The beam contracted as she leaned over the person. She pulled the top cover of the blanket up and the light probed beneath it. She held up the corner of the material so it blocked Eisele’s view.
After a few seconds, she draped the blanket back over the form.
“Is that my hunting companion?” Eisele asked.
“I guess so,” she said. “He’s the older guy you were with. He doesn’t seem to be doing so hot,” she said matter-of-factly.
“We need a doctor,” Eisele said.
She scoffed at that. “We’re doing what we can do. This is field medicine at its best. It saved the lives of a lot of good soldiers.”
“We need to get to a hospital.

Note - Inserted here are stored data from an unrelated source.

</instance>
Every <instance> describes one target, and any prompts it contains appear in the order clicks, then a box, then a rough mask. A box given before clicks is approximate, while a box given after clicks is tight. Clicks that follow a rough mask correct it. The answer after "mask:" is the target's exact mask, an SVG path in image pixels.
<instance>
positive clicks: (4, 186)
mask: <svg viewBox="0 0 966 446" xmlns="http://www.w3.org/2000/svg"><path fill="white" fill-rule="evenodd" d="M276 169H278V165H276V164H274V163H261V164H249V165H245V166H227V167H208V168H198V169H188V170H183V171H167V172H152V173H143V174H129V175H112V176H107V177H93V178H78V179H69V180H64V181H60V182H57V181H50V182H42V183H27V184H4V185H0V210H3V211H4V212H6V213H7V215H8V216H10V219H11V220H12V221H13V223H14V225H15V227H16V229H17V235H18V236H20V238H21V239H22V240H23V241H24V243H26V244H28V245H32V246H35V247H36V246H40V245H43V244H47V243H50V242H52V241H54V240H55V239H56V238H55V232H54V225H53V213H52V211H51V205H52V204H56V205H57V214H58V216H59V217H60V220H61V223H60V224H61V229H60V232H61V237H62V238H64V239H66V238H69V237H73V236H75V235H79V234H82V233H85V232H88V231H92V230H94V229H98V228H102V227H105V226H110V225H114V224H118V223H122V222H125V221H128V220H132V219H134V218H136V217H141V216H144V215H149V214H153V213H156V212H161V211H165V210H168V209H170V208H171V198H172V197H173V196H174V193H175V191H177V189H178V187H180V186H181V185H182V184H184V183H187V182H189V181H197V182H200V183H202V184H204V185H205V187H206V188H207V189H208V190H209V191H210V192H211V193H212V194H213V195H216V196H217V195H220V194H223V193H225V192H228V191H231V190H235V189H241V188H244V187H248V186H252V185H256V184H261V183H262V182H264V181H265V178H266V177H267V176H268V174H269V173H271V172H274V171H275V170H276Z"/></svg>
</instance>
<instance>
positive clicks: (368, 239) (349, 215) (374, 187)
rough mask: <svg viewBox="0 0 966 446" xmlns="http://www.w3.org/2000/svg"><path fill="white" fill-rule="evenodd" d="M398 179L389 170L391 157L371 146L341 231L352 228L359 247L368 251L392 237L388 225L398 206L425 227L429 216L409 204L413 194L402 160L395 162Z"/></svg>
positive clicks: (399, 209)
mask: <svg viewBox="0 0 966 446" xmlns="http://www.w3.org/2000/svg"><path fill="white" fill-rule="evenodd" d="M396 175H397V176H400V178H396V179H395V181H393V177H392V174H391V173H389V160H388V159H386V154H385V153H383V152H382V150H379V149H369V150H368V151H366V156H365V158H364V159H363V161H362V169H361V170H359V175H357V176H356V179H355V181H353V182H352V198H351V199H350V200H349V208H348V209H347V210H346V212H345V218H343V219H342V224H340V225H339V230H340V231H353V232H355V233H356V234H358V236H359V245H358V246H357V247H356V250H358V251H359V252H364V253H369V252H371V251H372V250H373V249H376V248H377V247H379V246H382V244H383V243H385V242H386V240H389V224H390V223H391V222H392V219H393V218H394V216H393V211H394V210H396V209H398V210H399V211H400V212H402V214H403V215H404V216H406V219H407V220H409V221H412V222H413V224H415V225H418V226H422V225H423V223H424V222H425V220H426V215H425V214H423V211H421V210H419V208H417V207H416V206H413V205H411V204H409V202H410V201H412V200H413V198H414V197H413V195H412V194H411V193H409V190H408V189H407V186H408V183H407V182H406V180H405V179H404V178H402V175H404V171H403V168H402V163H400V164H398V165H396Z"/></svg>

Spike sounds really bad, and I’m in a lot of pain.”
As he spoke to her and became more lucid, he was filled with more and more questions.
“Are you here to rescue us, or are you holding us captive?”
“What do you think?” she asked with a harsh laugh.
“What’s your name?” he asked. “I’m Mark Eisele, and the other guy is Spike Rankin.”
“We know that.”
“So what’s your name?”
“We don’t use our real names here. Only our call signs. I’m known as Double-A,” she said. It came out reluctantly, and Eisele wasn’t sure that she hadn’t just made it up on the spot.
“Where in the hell are we?” he asked.
She turned to him and doused her headlamp while she did it. He couldn’t see her clearly, but he could feel her presence just a few feet away.
“This old town used to be called Summit,” she said. “Now we call it Soledad City.”